# Module 4: Data Visualization

**Author:** Chinmay Nadgir  
**Date:** October 2025  
**Purpose:** Demonstrate professional data visualization techniques for effective communication

---

## Table of Contents
1. [Introduction](#intro)
2. [Setup & Data Loading](#setup)
3. [Univariate Analysis](#univariate)
4. [Bivariate Analysis](#bivariate)
5. [Multivariate Analysis](#multivariate)
6. [Time Series Visualization](#timeseries)
7. [Advanced Visualizations](#advanced)
8. [Interactive Visualizations](#interactive)
9. [Visualization Best Practices](#bestpractices)
10. [Summary](#summary)

<a id='intro'></a>
## 1. Introduction

Data visualization transforms complex data into accessible visual insights.
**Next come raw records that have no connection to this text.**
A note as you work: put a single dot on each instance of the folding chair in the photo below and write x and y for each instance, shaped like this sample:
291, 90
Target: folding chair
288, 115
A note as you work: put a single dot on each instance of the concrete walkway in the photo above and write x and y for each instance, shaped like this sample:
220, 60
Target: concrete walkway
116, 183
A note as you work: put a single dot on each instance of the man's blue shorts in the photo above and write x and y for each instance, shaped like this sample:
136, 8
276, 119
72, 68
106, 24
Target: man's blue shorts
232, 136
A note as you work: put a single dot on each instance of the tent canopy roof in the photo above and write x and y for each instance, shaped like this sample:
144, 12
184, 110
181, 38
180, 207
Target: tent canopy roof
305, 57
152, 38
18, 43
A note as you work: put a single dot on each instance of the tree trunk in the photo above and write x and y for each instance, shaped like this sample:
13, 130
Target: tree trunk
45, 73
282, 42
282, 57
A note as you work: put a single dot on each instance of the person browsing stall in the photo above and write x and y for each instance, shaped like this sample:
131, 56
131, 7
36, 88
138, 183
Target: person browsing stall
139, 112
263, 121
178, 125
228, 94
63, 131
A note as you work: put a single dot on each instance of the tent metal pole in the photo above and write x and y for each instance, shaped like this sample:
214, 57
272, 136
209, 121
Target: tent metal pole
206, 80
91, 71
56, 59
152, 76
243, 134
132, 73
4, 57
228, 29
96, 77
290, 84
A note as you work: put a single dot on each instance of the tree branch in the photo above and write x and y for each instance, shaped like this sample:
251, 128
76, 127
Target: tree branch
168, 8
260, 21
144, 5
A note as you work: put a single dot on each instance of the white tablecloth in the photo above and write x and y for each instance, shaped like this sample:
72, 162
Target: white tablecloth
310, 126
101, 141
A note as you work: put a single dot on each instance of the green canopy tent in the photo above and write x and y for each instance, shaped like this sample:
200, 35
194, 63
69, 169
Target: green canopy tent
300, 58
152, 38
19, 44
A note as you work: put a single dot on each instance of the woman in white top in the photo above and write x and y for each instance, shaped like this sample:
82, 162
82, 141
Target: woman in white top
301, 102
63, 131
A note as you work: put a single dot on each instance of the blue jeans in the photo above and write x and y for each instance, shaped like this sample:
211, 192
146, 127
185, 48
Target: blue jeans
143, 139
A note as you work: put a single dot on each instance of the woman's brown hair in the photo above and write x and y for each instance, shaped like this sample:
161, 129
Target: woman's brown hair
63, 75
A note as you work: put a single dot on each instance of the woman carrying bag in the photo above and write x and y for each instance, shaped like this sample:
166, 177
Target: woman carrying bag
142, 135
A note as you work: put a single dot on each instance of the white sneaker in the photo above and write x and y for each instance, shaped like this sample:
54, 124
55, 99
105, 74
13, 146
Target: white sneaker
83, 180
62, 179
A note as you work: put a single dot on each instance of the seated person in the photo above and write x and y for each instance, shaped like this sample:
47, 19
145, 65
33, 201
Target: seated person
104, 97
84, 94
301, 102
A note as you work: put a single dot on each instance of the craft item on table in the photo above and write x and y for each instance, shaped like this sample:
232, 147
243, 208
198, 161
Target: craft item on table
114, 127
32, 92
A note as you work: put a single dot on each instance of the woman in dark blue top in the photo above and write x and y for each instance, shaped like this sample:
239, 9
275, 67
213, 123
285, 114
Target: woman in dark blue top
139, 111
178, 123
Effective visualizations communicate patterns, trends, and relationships clearly.

**Learning Objectives:**
- Create professional univariate, bivariate, and multivariate visualizations
- Apply appropriate chart types for different data types
- Design clear, interpretable visualizations
- Build interactive visualizations with Plotly
- Follow visualization best practices

<a id='setup'></a>
## 2. Setup & Data Loading

In [None]:
# Standard library imports
import warnings
from pathlib import Path

# Third-party imports
import pandas as pd
import numpy as np
import matplotlib.pyplot as plt
import seaborn as sns
import plotly.express as px
import plotly.graph_objects as go
from plotly.subplots import make_subplots

# Configuration
warnings.filterwarnings('ignore')
pd.set_option('display.max_columns', None)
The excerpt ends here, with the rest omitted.